Batsarashkina participated at the 2016 Summer Olympics. She qualified to the final with the best result (390), but failed to win gold as Chinese Zhang Mengxue finished with an Olympic record. With that said, Batsarashkina won her first silver medal in the women's 10 metre air pistol event.

She won her first gold medal at the 10 m European Championships in Győr, in the team event. Before that she also won medals at the 10 m European Championships in Maribor, in the mixed team and team event. At the 2018 ISSF World Shooting Championships, the Russian collected gold, silver and bronze medal in the mixed 10 m air pistol, 25 m pistol and 10 m team air pistol event. In the mixed event she partnered with Artem Chernousov, who was also her partner in the European Championships.

She then participated at the 2019 European Games, the 2nd edition of that tournament, held in Minsk, Belarus. While finishing fourth in both pistol events (10 m and 25 m), Batsarashkina and Chernousov claimed Russia's first gold medal. At the 2020 European 10 m Events Championships, she also finished fourth in the individual event. In the team event, she and her teammates finished on the fifth position after qualifying as the second best team. However, she and Chernousov again won a gold medal, once again defeating their previous opponents Zorana Arunovic and Damir Mikec.
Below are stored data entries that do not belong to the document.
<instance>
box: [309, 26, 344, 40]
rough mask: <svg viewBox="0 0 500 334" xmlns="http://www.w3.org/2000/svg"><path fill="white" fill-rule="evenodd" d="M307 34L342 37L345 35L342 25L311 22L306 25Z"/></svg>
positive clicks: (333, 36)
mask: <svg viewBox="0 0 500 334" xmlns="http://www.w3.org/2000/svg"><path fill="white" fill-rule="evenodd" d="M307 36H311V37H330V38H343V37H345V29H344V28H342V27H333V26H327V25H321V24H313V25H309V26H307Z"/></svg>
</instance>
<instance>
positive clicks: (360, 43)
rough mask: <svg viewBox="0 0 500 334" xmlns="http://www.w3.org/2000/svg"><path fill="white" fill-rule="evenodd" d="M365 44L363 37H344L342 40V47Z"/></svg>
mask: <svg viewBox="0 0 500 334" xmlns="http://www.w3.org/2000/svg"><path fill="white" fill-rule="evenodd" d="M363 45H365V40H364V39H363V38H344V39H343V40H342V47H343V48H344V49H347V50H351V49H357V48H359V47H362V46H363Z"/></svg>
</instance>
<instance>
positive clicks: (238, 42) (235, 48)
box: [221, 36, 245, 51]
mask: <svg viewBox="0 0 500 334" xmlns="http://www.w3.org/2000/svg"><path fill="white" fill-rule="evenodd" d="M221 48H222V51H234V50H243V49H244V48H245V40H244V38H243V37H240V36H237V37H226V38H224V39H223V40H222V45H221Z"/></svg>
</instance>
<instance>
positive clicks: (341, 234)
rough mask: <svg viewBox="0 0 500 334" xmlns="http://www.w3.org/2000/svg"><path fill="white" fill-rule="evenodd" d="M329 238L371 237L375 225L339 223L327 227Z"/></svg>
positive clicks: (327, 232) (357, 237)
In the 2021 season, the Russian claimed four medals at the 2021 European Shooting Championships, one of which was a gold medal, which they won after defeating the Serbs a third time in their career. In the individual events, 10 m and 25 m, she won silver and bronze respectively. She took another silver medal in the 10 m team event.

Batsarashkina won two gold medals, in the 10 m and 25 m air pistol events, at the 2020 Olympics, both times with an Olympic record, and a silver medal with Chernousov, becoming the first shooter to win three medals at the same Olympic Games. For her achievements at the 2020 Olympics, she received more than 21 million rubles from the Russian federal and regional budgets.

==Personal life==
Batsarashkina is married to Ivan Ilyinykh, a former sports rifler from Orenburg whom she met at the 2014 Nationals. In 2015, after retiring from professional sports, he moved to Omsk. They announced their marriage in 2021 after several delays.